Gwen was thoughtful for a moment. "I think many persons do deliberately choose unpleasant things for the sake of those they love. Isn't that what the joy of sacrifice means?"
"I suppose so. Perhaps I might do it for such a reason. I could, I know, but not when there seems no necessity for it."
"Aren't you ambitious enough to do it for your own sake?"
"That depends upon what you call ambition. I'd rather be happy than famous. In fact I've spent so much time in trying to find out how to be happy, that I haven't had much leisure to try to be famous."
Gwen shook her head. "There's something wrong with your philosophy. You mustn't try so hard to be happy. You should go on the principle that you will be happy if you do your duty."
"Who knows his duty?
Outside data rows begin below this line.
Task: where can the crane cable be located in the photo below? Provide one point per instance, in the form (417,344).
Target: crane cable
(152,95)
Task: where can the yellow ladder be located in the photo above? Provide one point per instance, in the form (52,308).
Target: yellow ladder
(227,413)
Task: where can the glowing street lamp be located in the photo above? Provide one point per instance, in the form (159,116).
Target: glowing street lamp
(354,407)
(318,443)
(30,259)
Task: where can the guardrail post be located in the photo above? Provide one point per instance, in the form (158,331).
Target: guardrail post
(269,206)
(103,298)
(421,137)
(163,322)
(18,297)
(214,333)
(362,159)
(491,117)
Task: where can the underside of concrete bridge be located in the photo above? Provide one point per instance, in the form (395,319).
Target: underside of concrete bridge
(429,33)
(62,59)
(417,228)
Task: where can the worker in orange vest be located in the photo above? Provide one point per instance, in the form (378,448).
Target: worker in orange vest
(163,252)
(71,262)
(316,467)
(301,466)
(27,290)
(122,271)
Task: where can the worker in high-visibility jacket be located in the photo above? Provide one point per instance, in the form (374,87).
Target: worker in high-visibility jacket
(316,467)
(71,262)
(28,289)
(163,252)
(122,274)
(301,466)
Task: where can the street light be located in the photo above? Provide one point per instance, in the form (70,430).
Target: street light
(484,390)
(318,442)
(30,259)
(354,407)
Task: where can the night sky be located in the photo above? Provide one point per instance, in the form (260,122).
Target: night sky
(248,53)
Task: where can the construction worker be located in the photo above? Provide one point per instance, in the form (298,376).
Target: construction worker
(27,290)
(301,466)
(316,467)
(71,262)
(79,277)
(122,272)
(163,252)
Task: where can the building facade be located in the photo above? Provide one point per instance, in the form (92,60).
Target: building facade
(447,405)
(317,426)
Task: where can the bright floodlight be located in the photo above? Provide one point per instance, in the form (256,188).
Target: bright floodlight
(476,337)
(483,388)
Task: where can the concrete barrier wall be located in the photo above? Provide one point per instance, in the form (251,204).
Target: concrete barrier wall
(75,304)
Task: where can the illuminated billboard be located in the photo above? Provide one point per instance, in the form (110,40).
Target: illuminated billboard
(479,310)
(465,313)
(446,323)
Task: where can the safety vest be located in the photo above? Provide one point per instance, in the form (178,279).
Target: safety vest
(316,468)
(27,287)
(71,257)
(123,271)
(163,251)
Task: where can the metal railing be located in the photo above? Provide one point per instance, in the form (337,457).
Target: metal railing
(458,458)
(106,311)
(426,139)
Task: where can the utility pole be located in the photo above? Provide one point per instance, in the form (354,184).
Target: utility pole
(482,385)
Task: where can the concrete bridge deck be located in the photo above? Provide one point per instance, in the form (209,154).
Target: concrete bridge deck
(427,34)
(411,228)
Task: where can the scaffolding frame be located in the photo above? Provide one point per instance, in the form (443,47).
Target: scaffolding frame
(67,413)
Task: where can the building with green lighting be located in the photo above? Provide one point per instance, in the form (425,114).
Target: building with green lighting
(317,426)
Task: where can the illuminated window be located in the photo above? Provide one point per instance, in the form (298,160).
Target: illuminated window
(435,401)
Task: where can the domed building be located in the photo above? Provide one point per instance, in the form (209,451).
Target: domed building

I never did have any patience with the people who say: 'Be sure you're right, then go ahead.' The going ahead is easy enough; it's the being sure you're right that bothers you, and even then I've discovered that selfish people are quite as happy, if not happier than unselfish ones."
"Dear me!" sighed Gwen, "you're a terrible iconoclast. I always have been taught just the opposite."
"Well, but look around you. Aren't the self-complacent, self-satisfied people the ones who flourish like a green bay tree? They get more out of life than the self-sacrificers who in the long run are seldom given credit for the things they do, but are often censured for not doing more."
Gwen put her hands over her ears. "Oh dear, oh dear, if you keep on I shall have no theories left. If you are thinking of the material side of life, no doubt there is some truth in what you say, but if you have spiritual aspirations you will never step up through any such beliefs. I can see the force of your argument. There are Miss Phenie and Miss Phosie Tibbett, for example. Miss Phosie is continually doing for others, and I can't remember that Miss Phenie ever did anything for Miss Phosie or anyone else, except things she is obliged to do, but I have heard her call Miss Phosie selfish because she did not do more, because she didn't do certain things that Miss Phenie would no more do than she would fly, and yet I am sure, of the two, that Miss Phosie has spiritual delights of which her sister never dreams."
"The way to the land of spiritual delight is very hard for some. I find it rather an interesting study to watch the lives of others, and try to discover what really goes to make up their actual pleasures. These good island people whose influences have been so different from ours I'd like to get at their point of view."